First, a distributed cache lock with a short TTL using set-if-not-exists semantics. The first request to generate the questionnaire for a given onboarding ID wins. Concurrent requests within the TTL window are dropped.

Second, a persistent completion flag written to the onboarding metadata after generation completes. Even if the cache expires, the flag prevents re-generation.

The rollout

We didn't enable this for all customers at once. The feature was introduced during an ongoing product with existing customers, and asking existing customers to answer compliance questions mid-flight would have been disruptive.

Two feature toggles controlled the rollout. The first controls eligibility by customer creation date - customers created before the launch date are excluded. Hard boundary, no percentage, no A/B. The second controls traffic within eligible customers - started at 0%, increased gradually as we validated the system in production. The two toggles are independent: scope (who is eligible) and volume (what percentage see it) are controlled separately.

The numbers

Thousands of customers completed the questionnaire during the rollout period.

The banking partner's compliance review started with all required information already in the application. No rounds of questions. No waiting for customer responses. The back-and-forth that previously stretched across days of email exchanges was replaced by a single session during onboarding - at the point where the customer was already engaged and focused on getting their account open.

The technical work - industry-based question mapping, conditional logic, multi-step navigation, distributed deduplication - existed to serve one outcome: anticipating what the regulator would ask, and collecting those answers before the review even began.

What changed in the code

Before this feature, question generation was a static config:

// Before: same questions for every customer
var questions = LoadDefaultComplianceQuestions();
SendToPartner(application, questions);
// Partner replies: "We also need to know about X, Y, Z"
// Customer gets emailed. Waits. Answers. Waits again.

After:

// After: industry-adaptive generation
var industry = GetIndustryClassification(customer);
var questionGroups = MapIndustryToQuestionGroups(industry);
var tree = BuildConditionalTree(questionGroups);

// Customer answers during onboarding
var answers = CollectAnswersDuringOnboarding(tree);
var pruned = PruneByConditions(tree, answers);

SendToPartner(application, pruned);
// Partner receives complete data.
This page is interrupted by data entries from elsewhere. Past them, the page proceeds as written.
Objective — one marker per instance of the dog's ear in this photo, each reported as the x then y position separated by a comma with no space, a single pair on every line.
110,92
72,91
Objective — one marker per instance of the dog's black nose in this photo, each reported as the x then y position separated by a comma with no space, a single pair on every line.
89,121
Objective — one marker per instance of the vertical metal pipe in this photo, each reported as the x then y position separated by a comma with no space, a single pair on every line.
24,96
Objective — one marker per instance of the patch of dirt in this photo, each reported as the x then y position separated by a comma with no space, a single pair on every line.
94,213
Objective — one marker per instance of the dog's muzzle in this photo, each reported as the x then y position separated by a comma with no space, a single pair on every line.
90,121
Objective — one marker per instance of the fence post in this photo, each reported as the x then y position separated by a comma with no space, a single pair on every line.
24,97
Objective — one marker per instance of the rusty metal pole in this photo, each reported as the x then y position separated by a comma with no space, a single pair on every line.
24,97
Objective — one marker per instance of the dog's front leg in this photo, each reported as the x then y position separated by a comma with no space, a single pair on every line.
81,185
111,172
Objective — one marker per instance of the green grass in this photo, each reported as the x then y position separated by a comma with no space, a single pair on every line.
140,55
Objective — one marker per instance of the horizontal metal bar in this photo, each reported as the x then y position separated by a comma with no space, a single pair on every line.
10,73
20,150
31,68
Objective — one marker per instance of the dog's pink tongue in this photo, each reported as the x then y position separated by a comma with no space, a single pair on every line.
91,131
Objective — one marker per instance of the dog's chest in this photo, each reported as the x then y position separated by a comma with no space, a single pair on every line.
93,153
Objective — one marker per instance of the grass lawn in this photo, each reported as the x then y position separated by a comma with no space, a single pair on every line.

No follow-up needed.

The difference in flow:

BEFORE:
Customer → Submit app → Partner reviews → Questions round 1
→ Customer replies (days) → More questions → Customer replies (days)
→ Approved
Total: days to weeks of back-and-forth

AFTER:
Customer → Answer compliance questions during onboarding → Submit app
→ Partner reviews (answers already attached) → Approved
Total: single onboarding session

No new infrastructure. No external dependencies. Just a question mapping layer, a conditional tree, and a deduplication guard - inserted into the existing onboarding pipeline.